April 2026

Routing Python LLM Requests to Cheaper Models Based on Task Complexity

Not all LLM requests are equal, but most systems treat them as if they are. A classification task and a multi-document synthesis task both hit the same client.chat.completions.create() call with the same model. One needs a fraction of the capability you are paying for.

This post shows how to route Python LLM requests to cheaper models based on task complexity. First building a complete router from scratch, then replacing the boilerplate with Kalibr.

Complexity Signals That Actually Matter

Before writing any routing code, you need to know what makes a task complex. There are four signals that are reliable and easy to extract without an extra API call:

Input length.
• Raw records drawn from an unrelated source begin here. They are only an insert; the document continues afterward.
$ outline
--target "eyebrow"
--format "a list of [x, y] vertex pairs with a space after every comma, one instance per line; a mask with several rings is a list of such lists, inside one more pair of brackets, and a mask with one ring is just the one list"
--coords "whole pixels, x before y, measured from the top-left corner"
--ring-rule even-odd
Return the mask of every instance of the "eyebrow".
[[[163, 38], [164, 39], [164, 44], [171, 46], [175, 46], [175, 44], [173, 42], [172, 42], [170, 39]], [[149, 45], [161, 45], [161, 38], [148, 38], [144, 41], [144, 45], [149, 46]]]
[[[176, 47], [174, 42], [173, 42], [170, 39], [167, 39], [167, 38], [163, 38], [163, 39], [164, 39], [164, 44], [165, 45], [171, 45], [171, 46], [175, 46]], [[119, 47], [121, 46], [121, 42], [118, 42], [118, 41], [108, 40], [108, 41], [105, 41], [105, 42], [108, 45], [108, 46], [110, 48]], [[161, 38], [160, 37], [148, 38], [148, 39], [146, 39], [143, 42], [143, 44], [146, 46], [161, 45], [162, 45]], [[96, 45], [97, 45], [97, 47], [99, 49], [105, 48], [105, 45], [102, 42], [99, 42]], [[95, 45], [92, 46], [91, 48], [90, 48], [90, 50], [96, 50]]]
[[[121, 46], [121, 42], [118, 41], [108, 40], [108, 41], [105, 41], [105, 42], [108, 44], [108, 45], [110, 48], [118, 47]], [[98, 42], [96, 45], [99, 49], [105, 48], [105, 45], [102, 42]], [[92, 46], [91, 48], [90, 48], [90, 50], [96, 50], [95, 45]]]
Longer inputs generally require more synthesis. A 50-token prompt asking for a label is different from a 3,000-token prompt asking for an analysis.

Task type. Extraction and classification tasks have bounded outputs and require matching, not reasoning. Generation tasks (writing, synthesis, analysis) require more capability.

Structured output requirements. If you need JSON with a specific schema, nested fields, or constrained types, failure modes are more expensive. A cheap model that returns malformed JSON costs you a retry.

Presence of multi-step reasoning cues. Phrases like "compare and contrast," "explain why," "what are the tradeoffs" signal that the model needs to hold multiple threads simultaneously.

Building a TaskComplexityRouter from Scratch

Here is a complete implementation with complexity scoring, model selection, and outcome tracking:

from __future__ import annotations

import re
import time
from dataclasses import dataclass, field
from typing import Any

from openai import OpenAI

client = OpenAI()


@dataclass
class ModelStats:
    model: str
    successes: int = 0
    failures: int = 0
    total_cost_usd: float = 0.0

    @property
    def success_rate(self) -> float:
        total = self.successes + self.failures
        if total == 0:
            return 0.5  # Neutral prior
        return self.successes / total


# Token costs per 1M tokens (input, output)
MODEL_COSTS = {
    "gpt-4o-mini": (0.15, 0.60),
    "gpt-4o":      (2.50, 10.00),
}


def estimate_cost(model: str, input_tokens: int, output_tokens: int) -> float:
    input_rate, output_rate = MODEL_COSTS.get(model, (2.50, 10.00))
    return (input_tokens * input_rate + output_tokens * output_rate) / 1_000_000


class TaskComplexityRouter:
    """Routes LLM requests to cheaper models based on task complexity."""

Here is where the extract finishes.